His support comes from suburbanites with college
degrees -- that is, people who paid attention in civics
class, and even in 10th grade, Bubba knew that 'How a Bill
Becomes Law' had a lot more to do with money and
connections than with the public interest.
But even if the college-degree crowd is criminally
naive, they're the major factor in Democratic
primaries,
Hoon said. They can nominate a
high-minded Democrat like McGovern or Dukakis, but they
can't elect him -- you've got to have Bubba if you're going
to win.
I asked what Jerry Brown's victory in Colorado meant, since he did well in Bubba country as well as in the flaky zones where he was expected to score.
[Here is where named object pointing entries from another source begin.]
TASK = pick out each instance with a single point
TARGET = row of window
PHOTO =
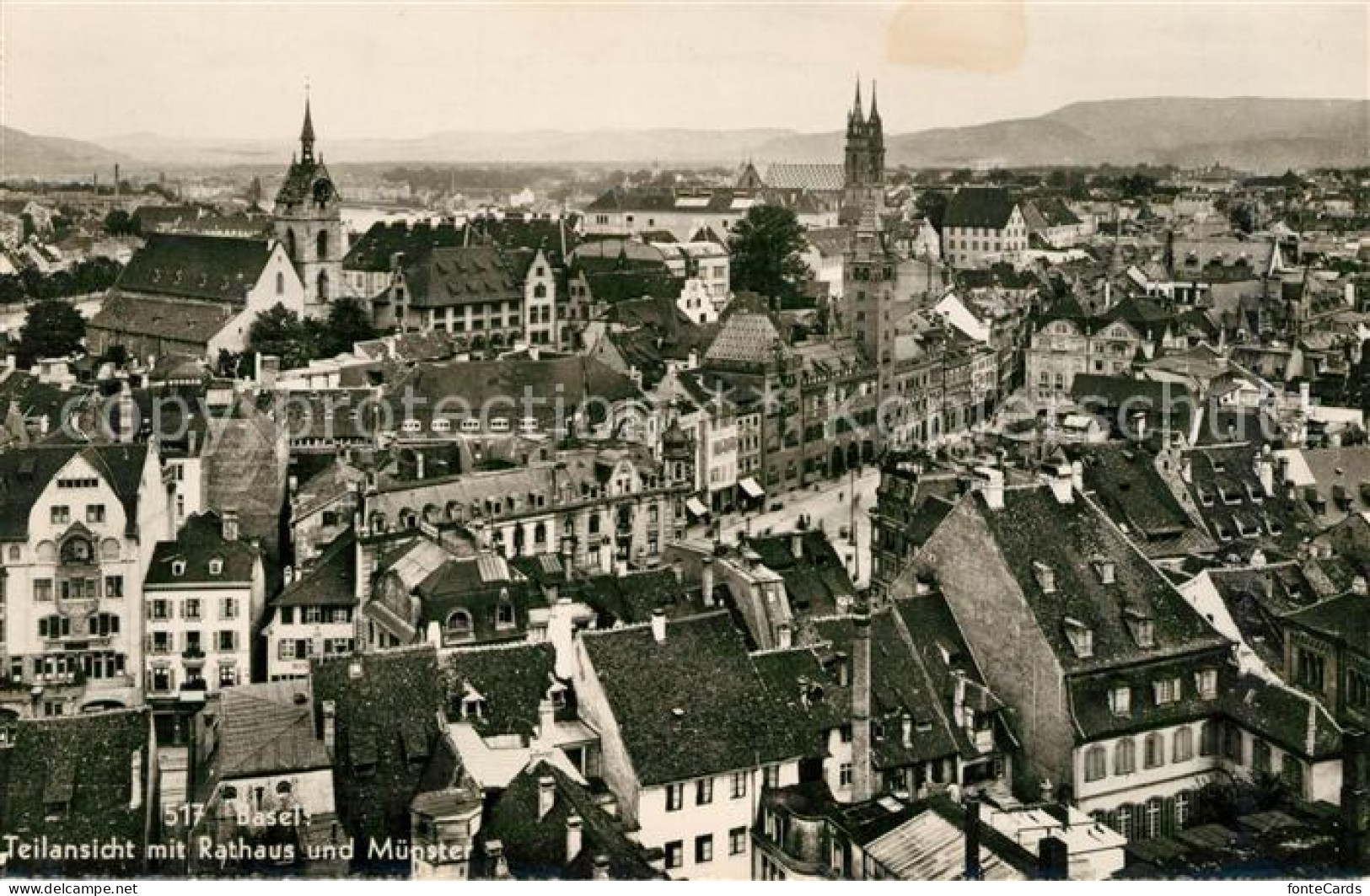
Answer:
(1165, 691)
(162, 609)
(317, 615)
(61, 514)
(80, 588)
(225, 641)
(303, 648)
(705, 848)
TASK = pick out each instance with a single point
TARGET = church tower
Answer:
(309, 223)
(865, 159)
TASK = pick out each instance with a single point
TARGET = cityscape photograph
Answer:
(730, 442)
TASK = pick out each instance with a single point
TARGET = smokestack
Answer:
(971, 806)
(573, 837)
(861, 707)
(136, 780)
(545, 795)
(1355, 801)
(1052, 859)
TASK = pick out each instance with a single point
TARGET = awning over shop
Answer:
(752, 488)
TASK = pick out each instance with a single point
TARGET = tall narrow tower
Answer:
(309, 223)
(865, 160)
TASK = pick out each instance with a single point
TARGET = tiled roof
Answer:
(332, 582)
(201, 541)
(707, 711)
(462, 276)
(979, 207)
(26, 471)
(223, 269)
(387, 709)
(806, 175)
(1034, 532)
(83, 762)
(745, 339)
(267, 729)
(1135, 496)
(535, 843)
(511, 680)
(184, 322)
(1346, 618)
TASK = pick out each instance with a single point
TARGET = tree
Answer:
(51, 329)
(344, 328)
(118, 223)
(765, 249)
(280, 332)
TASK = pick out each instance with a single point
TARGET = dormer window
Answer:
(1081, 637)
(1142, 626)
(1120, 700)
(1045, 577)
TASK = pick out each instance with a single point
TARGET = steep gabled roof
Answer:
(707, 710)
(980, 207)
(223, 269)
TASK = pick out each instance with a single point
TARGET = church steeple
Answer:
(307, 131)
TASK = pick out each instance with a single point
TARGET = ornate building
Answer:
(309, 223)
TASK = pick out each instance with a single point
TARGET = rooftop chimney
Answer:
(229, 523)
(992, 488)
(499, 866)
(545, 795)
(1052, 859)
(861, 707)
(573, 837)
(971, 806)
(329, 725)
(136, 780)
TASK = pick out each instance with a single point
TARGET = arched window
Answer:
(1183, 748)
(1096, 764)
(1125, 757)
(1154, 751)
(458, 625)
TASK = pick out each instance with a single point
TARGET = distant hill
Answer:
(1247, 133)
(25, 153)
(1258, 135)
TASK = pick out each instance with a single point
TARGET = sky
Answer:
(223, 70)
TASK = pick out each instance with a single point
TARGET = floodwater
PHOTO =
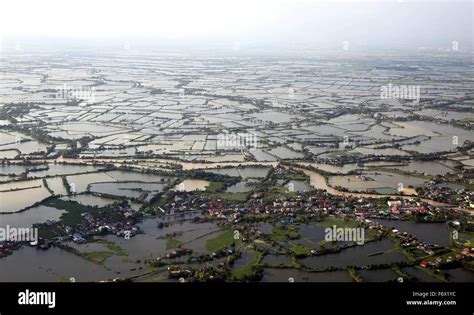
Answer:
(433, 233)
(357, 255)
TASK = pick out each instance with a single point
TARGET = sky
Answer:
(315, 23)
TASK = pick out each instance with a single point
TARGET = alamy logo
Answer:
(356, 235)
(72, 93)
(400, 92)
(237, 140)
(37, 298)
(13, 234)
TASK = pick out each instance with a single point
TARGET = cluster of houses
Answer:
(443, 193)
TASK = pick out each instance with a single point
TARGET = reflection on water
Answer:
(358, 256)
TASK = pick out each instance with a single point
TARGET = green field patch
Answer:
(224, 240)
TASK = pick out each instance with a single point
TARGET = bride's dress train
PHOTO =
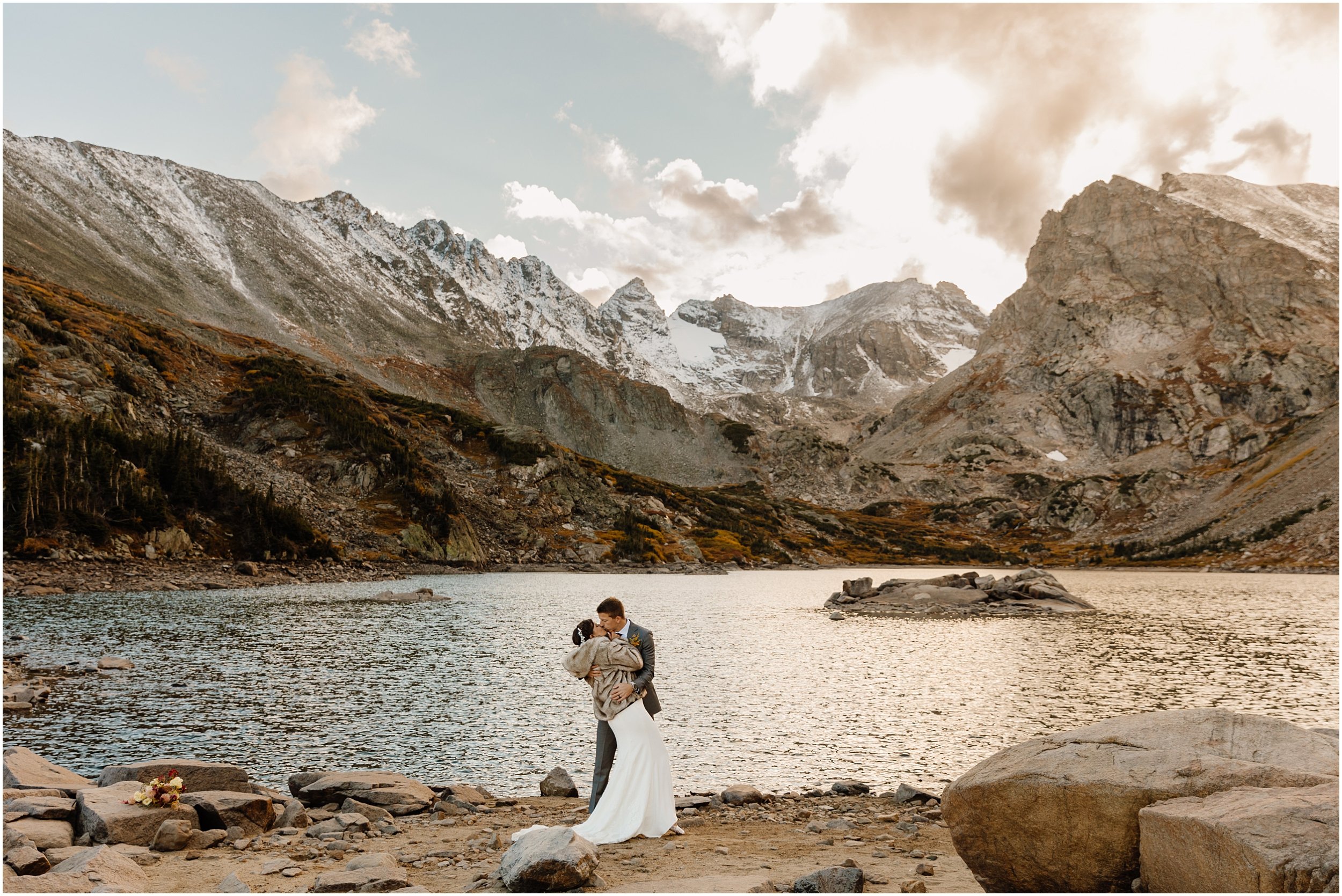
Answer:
(638, 798)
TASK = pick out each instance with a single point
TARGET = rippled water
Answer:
(756, 682)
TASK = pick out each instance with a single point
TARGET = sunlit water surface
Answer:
(757, 683)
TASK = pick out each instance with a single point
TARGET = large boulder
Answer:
(195, 774)
(1061, 813)
(294, 816)
(559, 784)
(26, 770)
(112, 868)
(172, 836)
(223, 809)
(50, 808)
(108, 819)
(1266, 840)
(393, 792)
(43, 833)
(555, 859)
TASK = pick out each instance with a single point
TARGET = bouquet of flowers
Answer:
(163, 790)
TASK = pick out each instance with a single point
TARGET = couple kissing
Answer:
(631, 781)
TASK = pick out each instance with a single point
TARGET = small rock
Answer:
(548, 860)
(741, 796)
(908, 793)
(27, 860)
(850, 788)
(831, 880)
(206, 839)
(559, 784)
(232, 884)
(172, 836)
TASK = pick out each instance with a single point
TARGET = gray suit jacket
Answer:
(642, 639)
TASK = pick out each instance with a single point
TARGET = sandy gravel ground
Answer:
(758, 852)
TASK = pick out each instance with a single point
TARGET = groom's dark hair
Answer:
(611, 607)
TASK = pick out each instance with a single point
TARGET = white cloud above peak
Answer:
(181, 70)
(380, 42)
(941, 133)
(308, 130)
(506, 247)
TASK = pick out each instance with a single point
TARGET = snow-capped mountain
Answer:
(329, 277)
(1168, 373)
(865, 348)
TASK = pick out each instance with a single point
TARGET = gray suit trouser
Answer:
(604, 760)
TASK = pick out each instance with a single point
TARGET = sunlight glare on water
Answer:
(758, 686)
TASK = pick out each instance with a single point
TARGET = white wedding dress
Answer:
(638, 798)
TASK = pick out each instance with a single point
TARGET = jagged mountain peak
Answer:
(1169, 352)
(632, 299)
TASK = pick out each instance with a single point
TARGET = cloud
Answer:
(592, 283)
(380, 42)
(535, 202)
(186, 73)
(1281, 152)
(836, 289)
(686, 235)
(308, 130)
(406, 219)
(506, 247)
(911, 269)
(946, 130)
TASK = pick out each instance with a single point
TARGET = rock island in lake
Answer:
(1031, 591)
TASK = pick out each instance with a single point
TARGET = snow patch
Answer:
(956, 357)
(694, 344)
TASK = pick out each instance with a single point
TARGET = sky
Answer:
(784, 155)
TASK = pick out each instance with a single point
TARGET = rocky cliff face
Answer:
(332, 280)
(1168, 350)
(836, 358)
(127, 438)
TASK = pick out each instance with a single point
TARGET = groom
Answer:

Bubba is real fed up business as usual,
Hoon
said, and Brown is running a campaign that's just this
side of an armed Jeffersonian revolution -- throw all the
bastards out and don't give any more of America to the
greedy swine who already own most of it. Find 10 Bubbas in
a bowling alley, and at least eight of them will be saying
the same thing.
I thought for a moment. But Clinton swept Georgia, a
prime Bubba zone. How come the charges of infidelity and
draft-dodging didn't hurt him? And Clinton is an Ivy League
product as well as a Rhodes scholar who doesn't know a
stovebolt six from a come-along.
Clinton's from Arkansas. Arkansas is to Bubbas what
Israel is to Jews. Vietnam and his marriage don't matter;
the only way Clinton could lose Bubba is to get caught
driving a Volvo to a wine-and-cheese party.